The application of RF for predictive modelling of Ochotona spp. presence, based on landscape characteristics has provided a clearer understanding of the influence of key landscape variables in this region. The environmental variables analysed explained 70.78% of the variance in Ochotona spp. presence, with a 90.98% accuracy rate indicating that the RF methods employed enabled accurate modelling of Ochotona spp. presence. Given these encouraging results, we then generated predictive maps of Ochotona spp. presence across a larger spatial extent within the same bio-geographical area to identify potential hot-spots of presence meriting further investigation as reservoir zones of the zoonotic parasite Echinococcus multilocularis.

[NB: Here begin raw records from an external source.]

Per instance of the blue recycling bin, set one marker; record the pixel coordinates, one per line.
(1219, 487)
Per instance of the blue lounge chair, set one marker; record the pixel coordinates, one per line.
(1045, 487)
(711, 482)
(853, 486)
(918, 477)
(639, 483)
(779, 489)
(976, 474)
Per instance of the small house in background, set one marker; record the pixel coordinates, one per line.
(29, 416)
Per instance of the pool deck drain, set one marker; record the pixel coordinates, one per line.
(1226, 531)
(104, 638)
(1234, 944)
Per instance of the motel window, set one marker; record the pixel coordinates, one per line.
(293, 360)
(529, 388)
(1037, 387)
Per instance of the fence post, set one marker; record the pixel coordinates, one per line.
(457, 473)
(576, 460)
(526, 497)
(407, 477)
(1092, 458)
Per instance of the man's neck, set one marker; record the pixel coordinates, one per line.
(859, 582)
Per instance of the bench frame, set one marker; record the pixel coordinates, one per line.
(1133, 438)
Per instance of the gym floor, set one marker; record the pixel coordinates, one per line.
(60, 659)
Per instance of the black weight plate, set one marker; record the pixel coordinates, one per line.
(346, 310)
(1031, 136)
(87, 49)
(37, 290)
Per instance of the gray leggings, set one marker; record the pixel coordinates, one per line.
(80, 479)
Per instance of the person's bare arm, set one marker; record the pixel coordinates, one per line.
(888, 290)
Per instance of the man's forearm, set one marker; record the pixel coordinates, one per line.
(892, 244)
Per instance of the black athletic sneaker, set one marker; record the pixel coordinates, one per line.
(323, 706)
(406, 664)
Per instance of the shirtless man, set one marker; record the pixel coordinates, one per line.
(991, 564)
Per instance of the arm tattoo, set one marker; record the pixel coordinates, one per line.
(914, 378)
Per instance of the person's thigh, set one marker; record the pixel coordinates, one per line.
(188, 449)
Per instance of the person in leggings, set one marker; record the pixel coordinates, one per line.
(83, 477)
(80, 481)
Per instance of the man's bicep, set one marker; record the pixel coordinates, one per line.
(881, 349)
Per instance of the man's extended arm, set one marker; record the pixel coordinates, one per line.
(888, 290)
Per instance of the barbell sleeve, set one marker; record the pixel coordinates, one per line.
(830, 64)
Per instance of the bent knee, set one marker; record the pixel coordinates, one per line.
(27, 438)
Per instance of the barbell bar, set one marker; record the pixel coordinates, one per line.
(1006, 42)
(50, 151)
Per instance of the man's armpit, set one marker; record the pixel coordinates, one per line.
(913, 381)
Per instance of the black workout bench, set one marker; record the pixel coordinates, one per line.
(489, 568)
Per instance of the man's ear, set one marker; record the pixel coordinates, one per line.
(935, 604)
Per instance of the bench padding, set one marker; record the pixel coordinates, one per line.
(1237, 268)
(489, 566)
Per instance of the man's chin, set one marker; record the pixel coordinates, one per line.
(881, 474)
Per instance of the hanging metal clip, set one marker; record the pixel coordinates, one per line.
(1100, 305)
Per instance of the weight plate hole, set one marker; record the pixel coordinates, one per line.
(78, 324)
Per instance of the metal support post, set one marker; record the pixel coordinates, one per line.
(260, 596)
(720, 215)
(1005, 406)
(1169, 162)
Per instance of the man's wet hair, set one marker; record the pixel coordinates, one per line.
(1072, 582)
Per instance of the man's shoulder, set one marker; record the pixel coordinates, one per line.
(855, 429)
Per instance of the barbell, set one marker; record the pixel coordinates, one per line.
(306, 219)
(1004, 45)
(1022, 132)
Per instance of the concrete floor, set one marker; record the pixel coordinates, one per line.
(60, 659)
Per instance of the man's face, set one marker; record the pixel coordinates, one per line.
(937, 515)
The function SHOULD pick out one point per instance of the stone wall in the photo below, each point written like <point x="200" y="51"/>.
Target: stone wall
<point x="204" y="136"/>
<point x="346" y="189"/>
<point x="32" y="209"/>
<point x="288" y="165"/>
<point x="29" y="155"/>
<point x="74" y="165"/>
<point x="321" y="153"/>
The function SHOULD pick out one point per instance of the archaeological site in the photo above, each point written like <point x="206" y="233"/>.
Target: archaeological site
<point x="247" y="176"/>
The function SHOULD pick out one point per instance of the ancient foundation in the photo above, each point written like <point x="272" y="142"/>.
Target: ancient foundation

This analysis enabled comparison of the relative importance of the environmental predictors, with the aggregation index (AI) landscape metric ranked with the highest importance. AI is computed where each land cover class is weighted by its area in the landscape, scaled to account for the maximum possible number of like adjacencies given any landscape composition (McGarigal et al., 2002). The interpretation is that buffered areas containing larger aggregations, or clusters of land cover patches of the same type, are of greater importance in influencing Ochotona spp. presence. However, eight of the ten highest ranked variables are particular land cover class variables suggesting that the presence of specific land cover classes was, with the exception of AI, of greater importance in influencing Ochotona spp. presence than land cover patch spatial arrangement.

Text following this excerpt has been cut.